Rambot: Versatile Web Scraping Framework

Description

Rambot is a versatile and configurable web scraping framework designed to automate data extraction from web pages. It provides an intuitive structure for:

  • Mode Management: Orchestrate complex scraping workflows via a robust mode manager.
  • Browser Automation: High-level control of ChromeDriver via botasaurus.
  • Network Interception: Native integration with mitmproxy to capture and filter background XHR/Fetch requests.
  • Structured Data: Built-in Pydantic-based Document models for reliable data persistence.
  • Advanced HTTP: A standalone request module for high-speed scraping without a browser.

Installation

pip install --upgrade rambot

ChromeDriver Dependency

Rambot requires ChromeDriver. Install it based on your OS:

  • macOS: brew install chromedriver
  • Linux: sudo apt install chromium-chromedriver
  • Windows: Download from the Chrome for Testing page.

Key Features

1. Network Interception & Filtering

Capture real-time network traffic using the integrated mitmproxy backend.

  • Auto-categorization: Requests are typed as fetch, document, script, stylesheet, image, font, or manifest.
  • Dot Notation: Access data cleanly: req.response.status, req.url, req.is_fetch.
  • Zero-Config Export: Directly serializable with json.dump(self.interceptor.requests(), f).

2. Chained Execution Pipeline

Connect different scraping phases (e.g., Search -> Details -> Download) using the @bind decorator. Rambot automatically handles input/output JSON files between modes.

3. Optimized Performance

  • Resource Management: Easily toggle browser usage per mode to save CPU/RAM.
  • Throttling: Randomized wait() delays to mimic human behavior and avoid detection.

The @bind Decorator

The @bind decorator supports Automatic Dependency Discovery. It "spots" connections between modes by inspecting your Python type hints, making manual configuration optional for linear workflows.

Decorator Arguments

Argument Type Description
mode str Required. The CLI name (e.g., --mode listing). This also defines the output filename: listing.json.
input [str | Callable] Optional. Manual override. Can be a filename ("cities.json") or a function to fetch data.
document_output Type[Document] Optional. The class used to save results. Automatically detected from return type hints (e.g., -> list[City]).
save Callable Optional. A custom function to handle data persistence for this specific mode.
enable_file_logging bool If True, creates a dedicated log file for this mode session.
log_directory str Directory where mode-specific logs are stored. Defaults to ..

Usage Options

1. Automatic Discovery (The "Magic" Way)

Rambot uses an internal type registry to link modes together. If one mode returns a specific Document subclass and another mode expects it as an argument, Rambot connects them automatically.

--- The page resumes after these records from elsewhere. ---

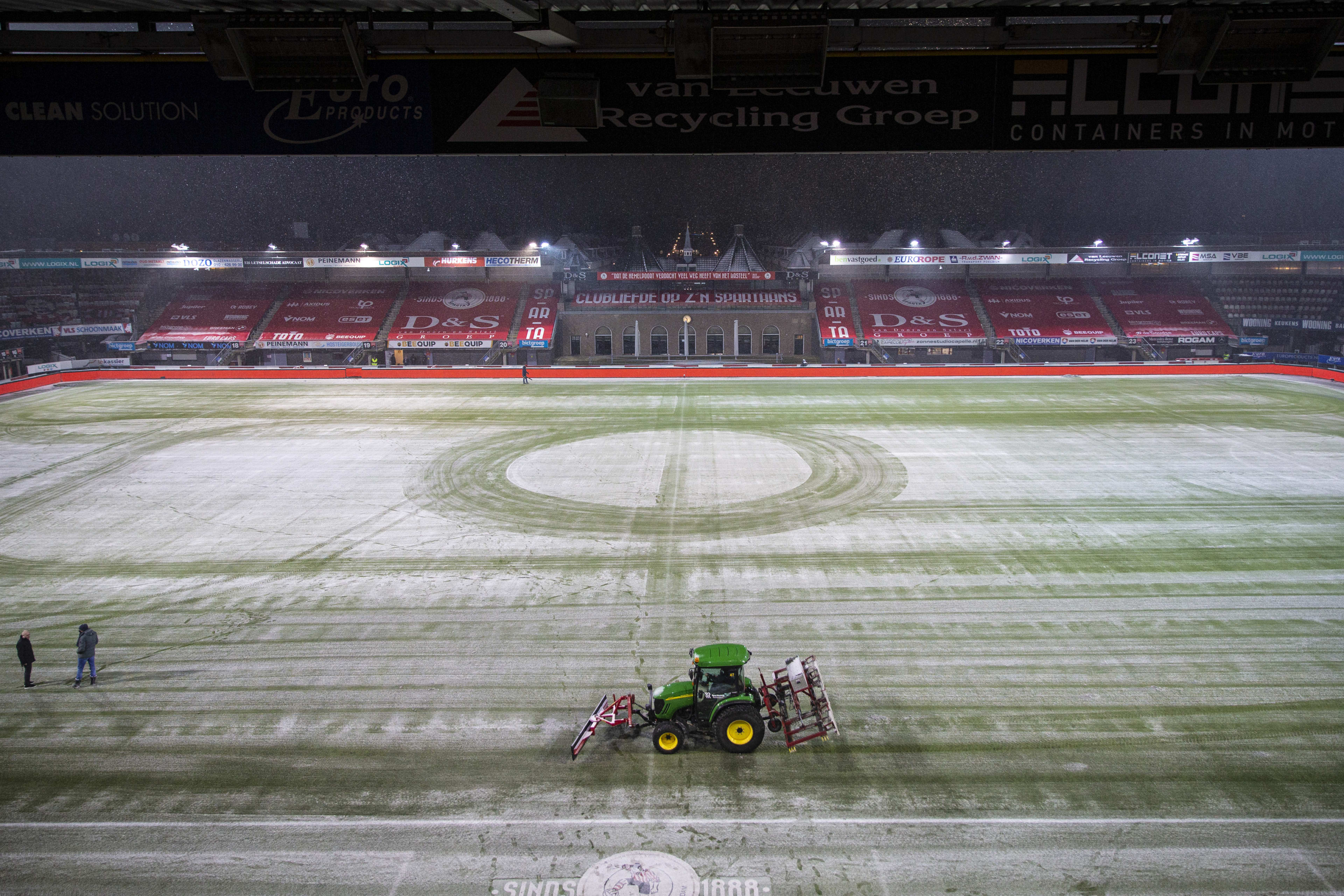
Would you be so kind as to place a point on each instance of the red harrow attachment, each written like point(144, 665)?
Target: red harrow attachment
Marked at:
point(802, 722)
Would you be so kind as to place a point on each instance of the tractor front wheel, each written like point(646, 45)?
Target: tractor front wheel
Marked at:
point(668, 738)
point(740, 730)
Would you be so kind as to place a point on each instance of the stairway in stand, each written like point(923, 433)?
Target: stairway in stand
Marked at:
point(261, 326)
point(392, 316)
point(1105, 312)
point(991, 338)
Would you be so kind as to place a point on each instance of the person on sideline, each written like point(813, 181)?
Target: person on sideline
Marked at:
point(84, 649)
point(26, 660)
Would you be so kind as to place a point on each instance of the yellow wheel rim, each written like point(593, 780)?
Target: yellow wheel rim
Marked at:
point(741, 733)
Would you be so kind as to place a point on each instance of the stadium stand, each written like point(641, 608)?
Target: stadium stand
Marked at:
point(26, 307)
point(1295, 298)
point(109, 304)
point(918, 314)
point(455, 315)
point(216, 315)
point(1045, 314)
point(330, 315)
point(1162, 308)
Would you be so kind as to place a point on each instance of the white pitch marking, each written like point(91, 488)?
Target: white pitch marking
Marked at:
point(503, 822)
point(401, 875)
point(1316, 871)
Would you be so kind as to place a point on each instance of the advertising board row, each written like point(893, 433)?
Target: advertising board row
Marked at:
point(1291, 323)
point(487, 107)
point(201, 262)
point(64, 330)
point(1081, 258)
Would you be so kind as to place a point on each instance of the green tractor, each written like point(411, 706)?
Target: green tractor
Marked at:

from rambot import Scraper, bind
from rambot.scraper import Document

# Define specific subclasses to act as 'type keys'
class City(Document):
    name: str

class BasicScraper(Scraper):
    @bind("cities")
    def get_cities(self) -> list[City]:
        # Registers: City -> 'cities' mode (outputs cities.json)
        return [City(link="...", name="Vancouver")]

    @bind("listing")
    def get_listings(self, city: City):
        # 'listing' needs 'City', finds 'cities' mode, and loads 'cities.json'
        self.load_page(city.link)

2. Manual Override (For Generic Documents)

When multiple modes use the base Document class, you must manually specify the input file to avoid collisions.

    @bind("listing", input="cities.json")
    def listing(self, doc: Document) -> list[Document]:
        # Explicitly read from cities.json even if return hints are generic
        ...

3. Functional Input (Custom Fetching)

Instead of a file, you can pass a function to input to fetch data from a database, API, or external source.

def fetch_from_db(scraper):
    return [{"link": "https://example.com/1"}, {"link": "https://example.com/2"}]

class DatabaseScraper(Scraper):
    @bind("process", input=fetch_from_db)
    def process_data(self, doc: Document):
        self.load_page(doc.link)

Execution Logic & Priority

When a mode is launched via the CLI, Rambot determines the input data using this hierarchy:

  1. CLI Override: --url <link> ignores all other inputs and processes that single URL.
  2. Manual Input: If input is defined in @bind (file or function), it is used next.
  3. Auto-Detection: Rambot searches the Type Registry for a mode producing the class in the method signature (e.g., city: City).
  4. Empty Start: If no input is found, the mode runs once with no positional arguments.

Advanced Usage: Network Interceptor

Capture background API traffic while navigating. This is ideal for sites like SkipTheDishes that load menus via background JSON calls.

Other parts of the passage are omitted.